Leick Laboratory

Overview

Redirecting the adaptive immune system, particularly through T cells engineered as chimeric antigen receptor (CAR) T cells, has emerged as a groundbreaking clinical strategy for treating relapsed and refractory malignancies. This approach has shown dramatic responses and even cures in a significant subset of patients. However, most patients undergoing CAR-T cell therapy do not achieve long-lasting anti-tumor responses. The Leick laboratory is dedicated to understanding and overcoming the challenges associated with CAR-T cell therapy. We focus on integrating investigative knowledge of the mechanisms of response, resistance, and toxicity in CAR-T cell patients to design novel methods for enhancing the next generation of CAR-T cell therapies. Through a virtuous cycle of correlation, design, and testing in patients in the context of thoughtful clinical trials, the Leick Lab continually refines CAR-T cell therapies. By applying these findings, we aim to design CAR-T cells that not only extend and enhance patient responses but also minimize adverse effects.

Research Summary

Since the early days of stem cell transplants, when the graft-versus-leukemia effect was first discovered, the remarkable ability of T cells to eradicate malignant cells has been firmly established. In recent years, immune checkpoint antibodies, which block inhibitory signals to endogenous anti-cancer T cells, have emerged as a cornerstone therapy for many solid tumors by non-specifically activating the immune system. However, this approach can lead to significant collateral damage and is constrained by the natural limits of endogenous T-cell targeting machinery. Enter chimeric antigen receptor (CAR) T cell therapy — a revolutionary treatment that combines genetic engineering with novel T cell signaling modulation to target the tumor surfaceome and enhance anti-tumor responses.

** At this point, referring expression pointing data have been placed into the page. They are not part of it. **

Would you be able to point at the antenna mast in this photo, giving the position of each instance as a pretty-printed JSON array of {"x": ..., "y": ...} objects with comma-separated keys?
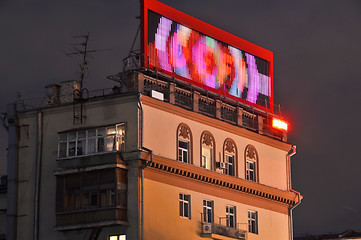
[{"x": 84, "y": 52}]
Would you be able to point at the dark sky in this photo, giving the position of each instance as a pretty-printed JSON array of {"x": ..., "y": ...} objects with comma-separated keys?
[{"x": 316, "y": 45}]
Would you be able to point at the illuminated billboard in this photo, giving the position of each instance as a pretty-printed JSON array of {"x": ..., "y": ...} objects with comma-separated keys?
[{"x": 208, "y": 57}]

The Leick lab is focused on CAR-T cell engineering and clinical translation. Although multiple CAR-T cell therapies have received FDA approval for treating lymphoid malignancies and others have shown promise in solid tumors, most patients currently treated with CAR-T cell therapy will unfortunately not be cured. Nonetheless, we believe these early successes underscore the tremendous potential of CAR-T cell therapy when developed and applied with precision and care.

Our goal is to develop safer, more effective cellular therapies that transform the lives of cancer patients.

Research Focus Areas

Innovative CAR-T Cell Design

Our team leverages cutting-edge insights in immunology, tumor biology, and clinical strategies to develop innovative approaches for enhancing CAR-T cell efficacy. By rationally designing these therapies, we aim to improve their therapeutic potential and patient outcomes.

Tumor Microenvironment Modulation

Suppressive factors within the tumor microenvironment can impede CAR-T cell performance. We use T cells as powerful micro-pharmacies to deliver secreted biologics that target and remodel the immunologic niche. This approach engages other immune cells and augments CAR-T cell potency while avoiding systemic administration of potentially toxic agents, thus expanding the therapeutic window.

Clinical Translation and Trials

While in vitro and in vivo models are invaluable for identifying promising CAR-T cell candidates, they cannot fully replicate the complexity of human physiology. To achieve meaningful progress, we conduct well-designed clinical trials to test innovative strategies directly in patients. Collaborating with Dr. Marcela Maus, Director of the Cellular Immunotherapy Program at MGH, and Dr. Kathleen Gallagher's immune monitoring lab, we develop assays and clinical trials that ensure safe clinical deployment that provide insights into CAR-T cell behavior, fostering a virtuous cycle of continuous improvement.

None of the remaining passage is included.